Garden Views: Don’t hang up the garden tools at the end of September

Mix sale-priced perennials like the dark heuchera (lower centre) with cold-hardy herbs like sage and parsley (lower right). Photo: Mary Fran McQuade.

By MARY FRAN McQUADE

You’re not a real gardener if you hang up your trowel in September.

The blazing hot sun isn’t beating down on you anymore. The days are sunny and cool. The pesky bugs have moved on or died off. It’s a great time to be out in the garden.

Wage war on weeds

Now that you can see without squinting and mopping your face, you may find yourself a bit more motivated to tidy up outside.

Pull out those bits of crabgrass hiding in the perennials. Cut the miserable dog-strangling vine off at the roots. (Don’t bother trying to yank it out – all the pieces left behind run deep and will start their own nasty colonies.)

If you’re a fan of bright yellow goldenrod, enjoy the flowers, but do not – I repeat, Do Not – let them go to seed. Behead them before they turn to fluff.

Goldenrod is a native pollinator plant, but it doesn’t play nicely with others in a small city garden. And, frankly, it’s a big bore all the rest of the year.

The same goes for that pretty plant with the spires of blue flowers that springs up all over the place. No, it’s not some kind of tall bluebell.

It’s Campanula rapunculoides, AKA creeping bellflower, and it will stay with your forever, if you let it. Not only does it spread zillions of seeds, it also sends out underground runners to start new plants. Be ruthless: cut off those flower stalks before they dry and exercise your upper body muscles pulling up as much of the plant as you can.

This kind of green stuff doesn’t belong in yard waste bags, by the way. They’ll just turn into some other poor sap’s problem if they become city compost.

Condemn them to the black garbage bin and hope they’ll end up deep, deep underground.

Harvest your herbs

While you have your clippers handy, you can turn to a more pleasant September activity: gathering herbs to use this winter.

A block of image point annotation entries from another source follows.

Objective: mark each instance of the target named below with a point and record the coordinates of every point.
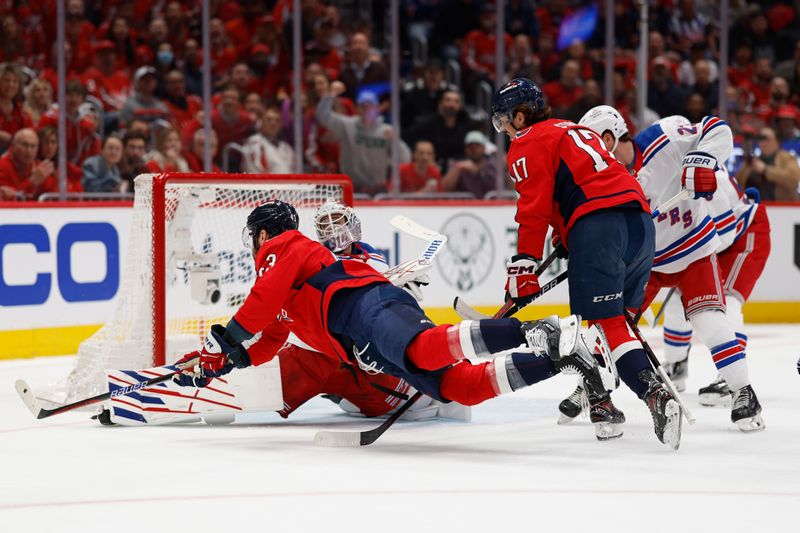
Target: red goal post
(160, 204)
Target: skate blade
(672, 429)
(749, 425)
(607, 430)
(564, 419)
(714, 400)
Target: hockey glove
(699, 174)
(216, 358)
(522, 283)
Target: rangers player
(567, 179)
(667, 156)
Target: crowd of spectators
(134, 85)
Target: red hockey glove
(699, 174)
(522, 282)
(216, 358)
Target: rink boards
(62, 265)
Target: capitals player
(351, 313)
(568, 180)
(743, 228)
(667, 156)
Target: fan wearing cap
(143, 103)
(365, 141)
(82, 140)
(104, 81)
(477, 173)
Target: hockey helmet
(274, 216)
(516, 92)
(337, 226)
(605, 118)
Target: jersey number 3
(580, 137)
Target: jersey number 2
(578, 136)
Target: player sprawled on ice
(568, 180)
(351, 313)
(304, 372)
(668, 156)
(743, 229)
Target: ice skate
(717, 393)
(607, 419)
(746, 411)
(678, 372)
(666, 412)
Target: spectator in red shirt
(79, 32)
(195, 156)
(479, 50)
(360, 69)
(82, 139)
(38, 99)
(19, 172)
(12, 117)
(182, 107)
(167, 154)
(232, 123)
(142, 103)
(565, 92)
(48, 151)
(104, 81)
(421, 174)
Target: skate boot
(746, 411)
(666, 412)
(607, 419)
(678, 372)
(718, 393)
(571, 406)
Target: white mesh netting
(208, 271)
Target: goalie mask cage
(186, 267)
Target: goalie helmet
(275, 217)
(337, 226)
(605, 118)
(519, 91)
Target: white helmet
(337, 226)
(605, 118)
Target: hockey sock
(441, 346)
(626, 351)
(470, 384)
(677, 331)
(728, 355)
(733, 308)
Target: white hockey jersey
(686, 232)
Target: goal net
(186, 267)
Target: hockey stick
(351, 439)
(467, 312)
(663, 307)
(672, 202)
(30, 401)
(660, 370)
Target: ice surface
(511, 469)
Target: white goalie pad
(249, 389)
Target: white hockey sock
(728, 355)
(677, 330)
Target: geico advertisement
(60, 266)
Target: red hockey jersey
(563, 171)
(296, 279)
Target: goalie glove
(699, 175)
(215, 359)
(410, 276)
(523, 282)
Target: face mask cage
(337, 227)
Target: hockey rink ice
(510, 469)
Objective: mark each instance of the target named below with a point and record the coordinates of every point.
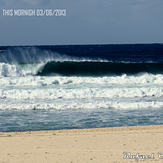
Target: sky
(85, 22)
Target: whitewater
(92, 86)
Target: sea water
(80, 86)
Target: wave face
(86, 60)
(81, 77)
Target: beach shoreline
(116, 144)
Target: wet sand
(102, 145)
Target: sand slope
(105, 145)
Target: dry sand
(104, 145)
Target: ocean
(80, 86)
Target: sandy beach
(102, 145)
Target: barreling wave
(23, 61)
(95, 68)
(79, 68)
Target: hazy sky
(86, 22)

If you have time and space, you can freeze many herbs in ice cubes, then toss them into soups, stews and sauces when you add water. If you’re more ambitious, you can blend them with butter or add them to oil and freeze those combos in single-use portions.

Frankly, I don’t have the patience for fiddly prep anymore. My technique is, literally, cut and dried.

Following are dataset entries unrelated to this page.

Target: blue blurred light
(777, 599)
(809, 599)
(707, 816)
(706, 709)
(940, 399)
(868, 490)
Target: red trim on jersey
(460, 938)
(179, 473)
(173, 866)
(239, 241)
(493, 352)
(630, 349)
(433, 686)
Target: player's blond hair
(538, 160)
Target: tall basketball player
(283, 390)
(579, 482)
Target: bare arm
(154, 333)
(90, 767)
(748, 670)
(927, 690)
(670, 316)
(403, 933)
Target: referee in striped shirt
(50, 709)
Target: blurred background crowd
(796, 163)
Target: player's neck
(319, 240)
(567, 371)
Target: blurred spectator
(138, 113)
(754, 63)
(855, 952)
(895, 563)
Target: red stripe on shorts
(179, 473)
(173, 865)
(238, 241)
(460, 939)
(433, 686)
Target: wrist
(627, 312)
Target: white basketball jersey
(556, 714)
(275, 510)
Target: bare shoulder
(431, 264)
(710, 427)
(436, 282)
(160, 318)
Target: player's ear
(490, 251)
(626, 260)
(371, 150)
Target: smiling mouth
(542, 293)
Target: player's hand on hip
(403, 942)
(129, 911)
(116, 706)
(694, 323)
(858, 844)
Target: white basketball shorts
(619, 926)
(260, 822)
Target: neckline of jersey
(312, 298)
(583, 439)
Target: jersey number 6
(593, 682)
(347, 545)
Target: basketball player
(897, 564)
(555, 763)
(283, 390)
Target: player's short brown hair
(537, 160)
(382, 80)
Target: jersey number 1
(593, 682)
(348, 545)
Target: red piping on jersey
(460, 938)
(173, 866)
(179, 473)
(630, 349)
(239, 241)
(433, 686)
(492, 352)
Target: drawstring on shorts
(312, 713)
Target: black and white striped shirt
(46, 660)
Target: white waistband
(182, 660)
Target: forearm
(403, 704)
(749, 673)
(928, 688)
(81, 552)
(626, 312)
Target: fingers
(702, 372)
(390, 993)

Herbs with tiny leaves, like thyme, rosemary, tarragon and marjoram, can just be cut into sprigs, washed, patted dry and hung somewhere warm, dry and airy. Pinch them after a few days to see if they’re crisp. As soon as they are, take them down and store them whole on their stems, if you can, or gently remove the stems and store the leaves without crushing.

Fleshier herbs like sage and basil need to be handled differently. Cut the stalk, at the base for annuals like basil, but leaving several inches on perennials like sage. Then clip side branches from that main stalk, so you have only about a handful of fresh leaves on each branch.

That lets more air get to the leaves, so they’ll dry much faster.

Wash, pat dry, twirl the stems a bit to fluff out the leaves and hang as described above.

When you’re satisfied that the leaves are dry as can be, gently take them off the stalks and store whole.

Last-minute planting

Still longing to garden? Indulge your imagination and make your own fall planter.

Cruise the garden centres for bargain buys on perennials and grasses.

Invest in a few cold-loving flowers like pansies, heather and small chrysanthemums. Grab some kale, ornamental cabbage and parsley for their interesting foliage.

Plant them all together in a big container and enjoy until frost.